Facebook ads always get to me. Most of the time, they are pure junk, others, like the one I’m about to tell you about are home-runs! I guess Facebook was tired of me thinking of Jack’s behavior all the time & started running a relentless ad for a probiotic called Neuralli. This supplement was designed for people with neurological problems such as Parkinson’s. There have also been extensive studies of usage on people with ADHD, behavior issues & more. I will try most naturals and/or supplements before I try medication on Jack & myself. I have a few stipulations, one must be made in America. Two, must not interact with Jack’s current meds. Three, must have lots of positive feedback. This one met all of my requirements & boy have I been pleased. I have been very hesitant to talk about this. In the Dravet community we all know that talking about something that is working is often a jinx. This is very scary for me to write truly, but I can’t hide it any longer for fear that someone that needs to try this might miss out. Neuralli is a capsule taken twice a day & can be purchased online. Jack started it this past summer. I started him on it for about six weeks & within of few days of stopping it, Jack had a behavior outburst. He started the probiotic again in August of 2022 & hasn’t had a seizure or a behavior outburst since. The supplement is said that it will help sleep, but it hasn’t helped Jack’s…maybe I need it! It has impressed Jack’s neurologist so much, that they are thinking about opening a study on it. I’ve always wanted to help others that are on similar journeys like Jack’s. When Jack was growing up & had so much scary stuff going on, I had no one. Not one person I could ask stuff to other than the doctor & those visits were quick, and I was often unheard. Everything Jack has been treated with, I have had to research & bring up to the doctor or try on our own. Dravet is so rare that information wasn’t out there until recently.
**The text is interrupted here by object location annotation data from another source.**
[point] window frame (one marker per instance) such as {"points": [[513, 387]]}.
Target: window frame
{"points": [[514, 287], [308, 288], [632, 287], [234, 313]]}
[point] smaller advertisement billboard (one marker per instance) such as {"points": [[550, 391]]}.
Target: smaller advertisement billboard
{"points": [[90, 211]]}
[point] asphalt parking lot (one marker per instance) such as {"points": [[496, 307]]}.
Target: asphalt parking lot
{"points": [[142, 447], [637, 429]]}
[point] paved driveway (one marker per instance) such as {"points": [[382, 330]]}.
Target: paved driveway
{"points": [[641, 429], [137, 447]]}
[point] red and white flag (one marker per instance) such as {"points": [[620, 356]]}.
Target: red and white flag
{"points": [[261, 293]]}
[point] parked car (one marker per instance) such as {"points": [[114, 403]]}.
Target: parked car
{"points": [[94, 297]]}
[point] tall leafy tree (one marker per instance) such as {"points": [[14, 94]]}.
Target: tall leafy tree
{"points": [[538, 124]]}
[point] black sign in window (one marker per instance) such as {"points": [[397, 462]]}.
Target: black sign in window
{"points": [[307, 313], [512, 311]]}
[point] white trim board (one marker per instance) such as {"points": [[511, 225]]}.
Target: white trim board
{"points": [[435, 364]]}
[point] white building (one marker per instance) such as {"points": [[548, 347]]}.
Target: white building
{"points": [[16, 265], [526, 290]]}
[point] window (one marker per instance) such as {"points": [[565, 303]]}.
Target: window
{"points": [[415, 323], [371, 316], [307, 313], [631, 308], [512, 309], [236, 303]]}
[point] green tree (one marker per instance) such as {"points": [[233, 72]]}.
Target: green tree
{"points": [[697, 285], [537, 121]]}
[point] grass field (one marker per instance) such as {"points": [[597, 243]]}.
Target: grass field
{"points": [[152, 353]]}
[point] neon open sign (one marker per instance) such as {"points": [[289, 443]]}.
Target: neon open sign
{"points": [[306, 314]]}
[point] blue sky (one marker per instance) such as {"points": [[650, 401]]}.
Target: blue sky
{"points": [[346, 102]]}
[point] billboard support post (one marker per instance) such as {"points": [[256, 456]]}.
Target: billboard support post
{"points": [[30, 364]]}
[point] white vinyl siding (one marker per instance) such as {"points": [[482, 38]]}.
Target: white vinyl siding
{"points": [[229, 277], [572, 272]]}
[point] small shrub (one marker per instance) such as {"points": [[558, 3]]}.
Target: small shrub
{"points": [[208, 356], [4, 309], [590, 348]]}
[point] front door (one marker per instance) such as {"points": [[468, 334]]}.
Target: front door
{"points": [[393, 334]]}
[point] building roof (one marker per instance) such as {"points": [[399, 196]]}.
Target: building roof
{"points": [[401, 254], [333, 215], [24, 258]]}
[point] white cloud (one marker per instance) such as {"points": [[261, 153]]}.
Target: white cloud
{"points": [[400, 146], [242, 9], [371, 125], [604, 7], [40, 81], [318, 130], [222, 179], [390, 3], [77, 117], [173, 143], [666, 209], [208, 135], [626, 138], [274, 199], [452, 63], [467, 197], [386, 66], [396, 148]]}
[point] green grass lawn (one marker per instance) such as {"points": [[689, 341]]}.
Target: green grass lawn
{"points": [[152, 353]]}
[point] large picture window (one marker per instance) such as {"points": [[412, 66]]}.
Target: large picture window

Thank goodness for the internet! Here is the link for Neuralli if you would like to try it for yourself or a loved one: https://benedlife.com/
As Jack was watching the old Batman & Robin with Adam West & Burt Ward this morning & asked me as he spelled out, “is d.a.r.n. a bad word”. The sweetness of Jack has returned & I will take a damaged brain all day long if that means he will forever stay our sweet Jack. Thank you Lord & thank you Neuralli!